Salgo. Mi padre sugiere que me acompañe Bruno, un vecino cercano de la familia, pero me niego. Mientras camino, noto que las calles están bien cuidadas y la gente es amable. Llego a la biblioteca. Es grande para un pueblo así, llena de historias y polvo. No soy fan de los libros, salvo por tareas escolares, pero esta vez me emociona.

Mi abuelo está ahí, con su traje color crema y un libro en las manos. Al verme, lo cierra y corre a abrazarme.

— Mi pequeña, cuanto te he echado de menos.

Después de ponerme al tanto de la construcción del jardín de la abuela. Me cuenta sobre los cambios en el pueblo, los restaurantes nuevos, las calles. Su entusiasmo es contagioso.

— Quiero mostrarte la nueva iglesia. Ven, cerraremos y vamos.

Lo ayudo a acomodar libros y salimos. El camino es tranquilo. La iglesia es hermosa, con ángeles esculpidos y fuentes que susurran con su agua.

— Algunos objetos de la antigua iglesia están aquí, restaurados. Lo demás está en el teatro.

— ¡¿Cerraron el teatro?!

— Hace tres años. Ahora es una bodega... y el refugio de Luka.

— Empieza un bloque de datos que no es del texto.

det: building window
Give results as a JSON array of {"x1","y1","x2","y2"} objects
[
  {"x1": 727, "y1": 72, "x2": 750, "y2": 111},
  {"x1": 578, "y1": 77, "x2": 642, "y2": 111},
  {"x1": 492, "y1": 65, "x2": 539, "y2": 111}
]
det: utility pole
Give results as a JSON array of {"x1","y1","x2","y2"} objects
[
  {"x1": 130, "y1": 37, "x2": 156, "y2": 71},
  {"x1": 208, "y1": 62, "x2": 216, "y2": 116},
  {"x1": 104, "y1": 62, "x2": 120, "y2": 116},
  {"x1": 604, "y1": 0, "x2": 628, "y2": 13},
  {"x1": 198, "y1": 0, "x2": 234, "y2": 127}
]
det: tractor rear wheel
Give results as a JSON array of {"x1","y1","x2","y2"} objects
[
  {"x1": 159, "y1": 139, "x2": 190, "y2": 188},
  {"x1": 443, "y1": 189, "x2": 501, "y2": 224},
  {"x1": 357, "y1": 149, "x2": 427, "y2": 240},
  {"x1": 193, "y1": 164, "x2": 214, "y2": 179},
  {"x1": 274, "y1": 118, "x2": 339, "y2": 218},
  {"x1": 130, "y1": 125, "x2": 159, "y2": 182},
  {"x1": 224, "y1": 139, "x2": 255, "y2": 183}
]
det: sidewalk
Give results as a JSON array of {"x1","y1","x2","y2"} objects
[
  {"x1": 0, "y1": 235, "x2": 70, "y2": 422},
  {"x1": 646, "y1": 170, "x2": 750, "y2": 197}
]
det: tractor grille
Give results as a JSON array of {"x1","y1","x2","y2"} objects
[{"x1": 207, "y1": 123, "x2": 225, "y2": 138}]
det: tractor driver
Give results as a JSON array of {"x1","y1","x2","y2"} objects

— ¡Pero a la abuela Molly le encantaba ir! En navidad siempre había distintas obras, ella siempre participaba y tú tocabas el piano para noche buena.

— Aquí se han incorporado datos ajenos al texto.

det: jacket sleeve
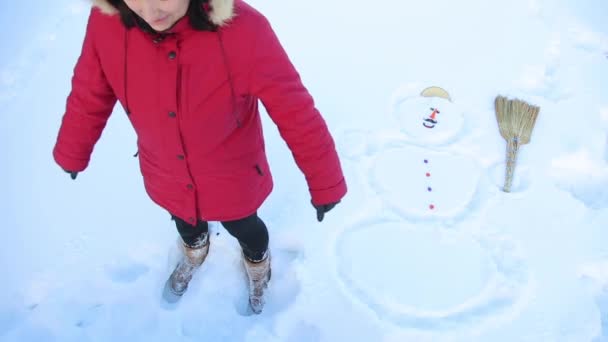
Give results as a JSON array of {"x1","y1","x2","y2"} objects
[
  {"x1": 250, "y1": 17, "x2": 347, "y2": 205},
  {"x1": 53, "y1": 9, "x2": 117, "y2": 171}
]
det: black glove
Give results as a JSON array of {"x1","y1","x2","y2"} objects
[
  {"x1": 312, "y1": 201, "x2": 340, "y2": 222},
  {"x1": 63, "y1": 170, "x2": 78, "y2": 179}
]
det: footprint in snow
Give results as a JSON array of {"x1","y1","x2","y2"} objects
[{"x1": 335, "y1": 221, "x2": 530, "y2": 330}]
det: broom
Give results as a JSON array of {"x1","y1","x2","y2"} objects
[{"x1": 494, "y1": 96, "x2": 540, "y2": 192}]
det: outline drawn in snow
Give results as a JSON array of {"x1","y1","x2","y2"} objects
[
  {"x1": 334, "y1": 218, "x2": 535, "y2": 331},
  {"x1": 389, "y1": 84, "x2": 468, "y2": 146},
  {"x1": 368, "y1": 142, "x2": 489, "y2": 225}
]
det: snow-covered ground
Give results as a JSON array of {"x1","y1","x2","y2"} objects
[{"x1": 0, "y1": 0, "x2": 608, "y2": 342}]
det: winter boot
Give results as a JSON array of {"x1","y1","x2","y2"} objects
[
  {"x1": 169, "y1": 234, "x2": 209, "y2": 296},
  {"x1": 243, "y1": 250, "x2": 271, "y2": 314}
]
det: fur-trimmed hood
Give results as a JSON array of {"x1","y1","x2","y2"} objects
[{"x1": 91, "y1": 0, "x2": 234, "y2": 26}]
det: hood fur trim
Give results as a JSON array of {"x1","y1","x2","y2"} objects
[{"x1": 92, "y1": 0, "x2": 234, "y2": 26}]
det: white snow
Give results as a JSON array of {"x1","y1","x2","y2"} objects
[{"x1": 0, "y1": 0, "x2": 608, "y2": 342}]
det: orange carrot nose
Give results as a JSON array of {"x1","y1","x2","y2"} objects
[{"x1": 431, "y1": 108, "x2": 439, "y2": 120}]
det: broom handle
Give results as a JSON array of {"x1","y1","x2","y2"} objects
[{"x1": 503, "y1": 138, "x2": 519, "y2": 192}]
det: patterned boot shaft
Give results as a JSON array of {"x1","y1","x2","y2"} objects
[
  {"x1": 243, "y1": 252, "x2": 271, "y2": 314},
  {"x1": 169, "y1": 235, "x2": 209, "y2": 296}
]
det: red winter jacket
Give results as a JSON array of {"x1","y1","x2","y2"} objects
[{"x1": 53, "y1": 0, "x2": 346, "y2": 222}]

— Las cosas han cambiado, nuestros principales invitados eran niños. Ahora adolescentes que no les interesa micho ese tipo de entretenimiento. Pero hay algo que quiero que veas.

Me señala una pintura. Un ángel descendiendo del cielo, envuelto en una aurora que parece respirar luz propia. Sus alas, extendidas como un abrazo divino, están delineadas con trazos de un blanco perlado que se funde en matices dorados, casi líquidos. El cielo detrás de él estalla en una sinfonía de colores pastel, rosados, lilas y suaves azules, que poco a poco se tornan más fríos, como si la atmósfera se congelara a medida que el ángel toca la tierra. La expresión de su rostro es serena, pero hay en sus ojos una tristeza infinita, como si supiera que jamás regresara a lo que alguna vez llamo hogar. La luz que emana no solo ilumina el lienzo: me atraviesa.